Egyptian king shows he’s a credible challenger to Ronaldo and Messi

Liverpool's Mo Salah.

World football has been searching, for so long, for someone to challenge the dominance of Cristiano Ronaldo and Lionel Messi; and now, surely, after Mo Salah’s stunning performance in a Champions League semi-final the search is over.

Between them Ronaldo and Messi, the giants of the game, have won the last 10 Ballon D’Or — five each — and you have to go back all the way to Kaka’s victory in 2007 to find a different name on the famous trophy.

Ronaldo is now 33, Messi is 31 in June, but just like Rafa Nadal and Roger Federer in the tennis arena nobody has emerged from the shadows to challenge their position even with the hands of time ticking on their careers. That is, until now.

Football reporting is full of eulogies, hyperbole, hype, and bluster but it is difficult not to use at least one of those tactics to describe what Salah has done this season and, in particular, what he did at Anfield against Roma.

Two goals, two assists on the biggest stage and a sumptuous performance which laid down a marker not just for Liverpool for himself individually too; here is a player worthy of challenging not just for PFA Player of the Year, which he has already won, but for world player of the year too.

Just looking at the stats is enough to confirm Salah’s brilliance. He has now scored 43 goals for LIverpool this season — that’s one more than Ronaldo for Real Madrid and three more than Messi for Barca — and, despite Liverpool’s defence wobbling badly after he had left the pitch, the winger surely has a Champions League final to come after a 5-2 victory over Roma at Anfield.

Ronaldo.
Ronaldo.

The prospect of a match-up against Ronaldo in Kiev is a mouth-watering one and maybe, just maybe, the Ballon D’Or is not a foregone conclusion with Ronaldo’s Real struggling in La Liga and Messi’s Barcelona out of the Champions League early.

For Liverpool fans, of course, Salah is already on that pedestal; he was described as a ‘God’ and a ‘King’ by ecstatic fans on social media as their counterparts inside the stadium rose as a man to give him a standing ovation when he was substituted after 74 minutes.
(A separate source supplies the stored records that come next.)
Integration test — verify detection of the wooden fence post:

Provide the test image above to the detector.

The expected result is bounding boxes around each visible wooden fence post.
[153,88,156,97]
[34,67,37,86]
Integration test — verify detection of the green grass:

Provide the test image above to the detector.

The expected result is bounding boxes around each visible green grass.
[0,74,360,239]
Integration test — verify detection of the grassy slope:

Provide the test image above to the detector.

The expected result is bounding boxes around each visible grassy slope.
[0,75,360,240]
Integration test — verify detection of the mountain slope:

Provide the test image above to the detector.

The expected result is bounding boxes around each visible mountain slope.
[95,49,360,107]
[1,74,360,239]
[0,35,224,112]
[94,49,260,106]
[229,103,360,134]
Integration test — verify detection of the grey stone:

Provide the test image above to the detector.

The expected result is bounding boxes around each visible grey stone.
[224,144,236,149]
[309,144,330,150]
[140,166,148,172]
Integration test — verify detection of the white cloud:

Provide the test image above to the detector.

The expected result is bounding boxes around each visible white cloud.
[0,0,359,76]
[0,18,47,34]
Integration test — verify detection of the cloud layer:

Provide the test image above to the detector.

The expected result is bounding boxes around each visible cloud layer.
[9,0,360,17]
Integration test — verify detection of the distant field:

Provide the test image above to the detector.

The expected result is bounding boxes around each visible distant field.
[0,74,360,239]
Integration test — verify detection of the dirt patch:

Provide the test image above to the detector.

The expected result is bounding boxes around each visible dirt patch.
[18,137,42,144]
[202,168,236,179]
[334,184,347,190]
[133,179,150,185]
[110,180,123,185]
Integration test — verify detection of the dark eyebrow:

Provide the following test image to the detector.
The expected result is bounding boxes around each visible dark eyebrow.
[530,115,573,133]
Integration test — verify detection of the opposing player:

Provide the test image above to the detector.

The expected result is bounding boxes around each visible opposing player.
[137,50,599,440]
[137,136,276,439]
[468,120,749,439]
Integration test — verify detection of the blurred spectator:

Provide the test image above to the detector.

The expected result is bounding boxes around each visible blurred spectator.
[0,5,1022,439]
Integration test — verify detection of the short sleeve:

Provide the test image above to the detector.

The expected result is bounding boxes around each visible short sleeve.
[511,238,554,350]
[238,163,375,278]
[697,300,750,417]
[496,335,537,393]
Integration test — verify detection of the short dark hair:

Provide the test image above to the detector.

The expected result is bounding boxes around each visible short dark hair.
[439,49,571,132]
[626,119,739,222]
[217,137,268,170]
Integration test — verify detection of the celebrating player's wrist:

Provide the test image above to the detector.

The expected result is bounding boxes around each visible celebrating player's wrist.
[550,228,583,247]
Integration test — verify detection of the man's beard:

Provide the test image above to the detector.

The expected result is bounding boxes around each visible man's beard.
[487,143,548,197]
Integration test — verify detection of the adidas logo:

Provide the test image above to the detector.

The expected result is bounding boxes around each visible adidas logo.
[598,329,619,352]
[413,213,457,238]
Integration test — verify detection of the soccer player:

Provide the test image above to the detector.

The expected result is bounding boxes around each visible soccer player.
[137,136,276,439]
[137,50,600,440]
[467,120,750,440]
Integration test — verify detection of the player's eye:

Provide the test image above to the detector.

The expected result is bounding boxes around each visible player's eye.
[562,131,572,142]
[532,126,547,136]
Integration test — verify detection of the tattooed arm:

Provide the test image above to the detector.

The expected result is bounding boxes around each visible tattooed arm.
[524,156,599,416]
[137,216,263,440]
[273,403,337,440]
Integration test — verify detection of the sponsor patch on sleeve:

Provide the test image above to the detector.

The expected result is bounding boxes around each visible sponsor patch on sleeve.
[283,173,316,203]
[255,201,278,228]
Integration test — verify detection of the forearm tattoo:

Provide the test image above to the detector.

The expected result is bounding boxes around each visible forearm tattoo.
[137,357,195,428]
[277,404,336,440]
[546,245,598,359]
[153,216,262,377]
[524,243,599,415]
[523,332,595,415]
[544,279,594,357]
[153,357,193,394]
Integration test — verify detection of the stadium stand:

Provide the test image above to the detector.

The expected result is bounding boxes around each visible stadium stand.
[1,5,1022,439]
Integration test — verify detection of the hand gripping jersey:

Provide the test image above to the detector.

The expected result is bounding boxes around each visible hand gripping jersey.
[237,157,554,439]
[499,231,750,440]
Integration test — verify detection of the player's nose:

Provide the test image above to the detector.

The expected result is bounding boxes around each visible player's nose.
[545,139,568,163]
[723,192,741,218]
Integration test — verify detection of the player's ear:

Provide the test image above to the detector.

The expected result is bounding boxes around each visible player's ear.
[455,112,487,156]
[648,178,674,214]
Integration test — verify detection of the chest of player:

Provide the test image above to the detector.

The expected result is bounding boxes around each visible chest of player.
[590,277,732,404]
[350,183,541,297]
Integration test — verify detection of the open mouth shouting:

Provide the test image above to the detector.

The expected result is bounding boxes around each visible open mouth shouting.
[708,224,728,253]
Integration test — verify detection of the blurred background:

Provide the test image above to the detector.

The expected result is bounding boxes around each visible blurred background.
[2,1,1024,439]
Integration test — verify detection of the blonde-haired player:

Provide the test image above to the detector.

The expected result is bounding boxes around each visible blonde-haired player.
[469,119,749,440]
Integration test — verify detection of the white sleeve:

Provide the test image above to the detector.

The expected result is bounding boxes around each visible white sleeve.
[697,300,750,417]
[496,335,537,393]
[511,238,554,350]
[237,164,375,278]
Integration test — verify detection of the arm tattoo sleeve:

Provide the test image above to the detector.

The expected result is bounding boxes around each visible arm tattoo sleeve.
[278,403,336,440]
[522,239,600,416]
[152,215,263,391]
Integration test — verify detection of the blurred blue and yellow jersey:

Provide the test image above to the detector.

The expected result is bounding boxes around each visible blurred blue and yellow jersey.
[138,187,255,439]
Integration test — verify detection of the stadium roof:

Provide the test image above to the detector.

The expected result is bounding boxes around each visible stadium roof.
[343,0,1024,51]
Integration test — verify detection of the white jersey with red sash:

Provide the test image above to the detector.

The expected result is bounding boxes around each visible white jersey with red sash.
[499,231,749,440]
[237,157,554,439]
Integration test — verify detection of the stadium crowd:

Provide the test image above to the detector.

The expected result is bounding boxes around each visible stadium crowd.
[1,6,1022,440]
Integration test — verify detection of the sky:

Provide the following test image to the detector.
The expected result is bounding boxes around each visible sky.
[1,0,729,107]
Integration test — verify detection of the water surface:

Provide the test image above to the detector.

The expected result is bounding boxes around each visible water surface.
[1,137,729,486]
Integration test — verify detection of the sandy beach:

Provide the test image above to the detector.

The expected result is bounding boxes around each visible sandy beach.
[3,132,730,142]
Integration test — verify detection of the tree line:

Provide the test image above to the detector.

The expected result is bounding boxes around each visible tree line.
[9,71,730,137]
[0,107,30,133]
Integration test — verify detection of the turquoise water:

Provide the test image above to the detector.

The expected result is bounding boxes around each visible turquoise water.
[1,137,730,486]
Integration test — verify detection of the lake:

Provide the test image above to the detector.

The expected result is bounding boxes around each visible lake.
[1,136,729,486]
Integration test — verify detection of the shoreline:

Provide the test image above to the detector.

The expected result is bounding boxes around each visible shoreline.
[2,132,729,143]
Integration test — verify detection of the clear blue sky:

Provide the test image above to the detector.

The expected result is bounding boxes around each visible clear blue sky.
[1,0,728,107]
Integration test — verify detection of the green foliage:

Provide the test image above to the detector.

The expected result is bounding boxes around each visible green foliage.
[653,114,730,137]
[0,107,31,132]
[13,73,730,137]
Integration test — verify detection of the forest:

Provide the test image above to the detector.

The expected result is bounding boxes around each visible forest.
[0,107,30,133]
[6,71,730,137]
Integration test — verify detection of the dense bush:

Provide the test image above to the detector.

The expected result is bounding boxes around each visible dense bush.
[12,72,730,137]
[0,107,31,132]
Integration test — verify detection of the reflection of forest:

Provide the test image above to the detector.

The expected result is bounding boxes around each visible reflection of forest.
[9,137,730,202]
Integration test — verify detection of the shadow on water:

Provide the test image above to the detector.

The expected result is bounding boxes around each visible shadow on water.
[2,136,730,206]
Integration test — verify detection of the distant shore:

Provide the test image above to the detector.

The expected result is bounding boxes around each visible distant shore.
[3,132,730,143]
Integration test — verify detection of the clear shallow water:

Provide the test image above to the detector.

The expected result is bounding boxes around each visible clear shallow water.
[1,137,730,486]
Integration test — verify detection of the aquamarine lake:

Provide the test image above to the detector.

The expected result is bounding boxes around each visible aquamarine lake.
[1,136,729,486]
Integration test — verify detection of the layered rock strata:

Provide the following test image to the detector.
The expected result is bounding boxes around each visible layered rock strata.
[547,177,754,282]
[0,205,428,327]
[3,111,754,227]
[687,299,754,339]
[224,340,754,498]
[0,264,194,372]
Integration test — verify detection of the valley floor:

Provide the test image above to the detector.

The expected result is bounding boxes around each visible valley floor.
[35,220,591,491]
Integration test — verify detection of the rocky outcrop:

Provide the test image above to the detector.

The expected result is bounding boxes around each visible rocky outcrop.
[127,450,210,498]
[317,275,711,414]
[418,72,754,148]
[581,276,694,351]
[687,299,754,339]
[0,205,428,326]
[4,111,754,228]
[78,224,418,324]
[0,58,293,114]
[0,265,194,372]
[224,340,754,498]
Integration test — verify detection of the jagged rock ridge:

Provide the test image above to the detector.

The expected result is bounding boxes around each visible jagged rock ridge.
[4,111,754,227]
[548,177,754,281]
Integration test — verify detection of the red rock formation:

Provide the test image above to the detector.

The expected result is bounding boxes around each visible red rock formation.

By that time Salah had torn Roma apart, with the more than capable assistance of his forward partners Roberto Firmino and Saido Mane.

His first goal was perhaps the moment of the match after Roma had started the night strongly; a sublime curling, left-foot finish which no goalkeeper in the world could have saved.

But there was more to come, a second cleverly-finished goal after a one-two with Firmino before half time and then two perfect assists after the break as Liverpool ran away with it.

Of course, we should have known the night was always going to be about the Egyptian, playing against his former club from where Liverpool signed him last summer.

He had dominated headlines for the previous week — one in which he was named PFA Player of the Year, ahead of Manchester City’s Kevin de Bruyne.

Messi.
Messi.

That was a decision which split opinion in some places, but certainly not in Liverpool where he has become a Kop idol in a remarkably short period of time.

His 43 goals in nine months is a record-breaking return and has more than compensated for the departure of Philippe Coutinho to Barcelona.

In fact, there are plenty of people willing to argue the front three of Salah, Firmino, and Mane is potentially more effective and more dangerous than the Fab Four, which also included former hero Coutinho, and which had been hailed as Liverpool’s future until the call of the Camp Nou became too loud for the Brazilian to turn down.

All three made a contribution in this outstanding performance which should not be soured by two late goals conceded through a lack of concentration at 5-0 up; but there’s no doubt who was at the heart of it.

It was the man who has now scored 11 Champions League goals this season to put Liverpool within touching distance of the final. That, of course, is the most important silverware on offer to Salah and to everyone at Anfield.

But individual honours may also be close — and the opportunity to break the Messi-Ronaldo grip on global glory is not just a pipe dream.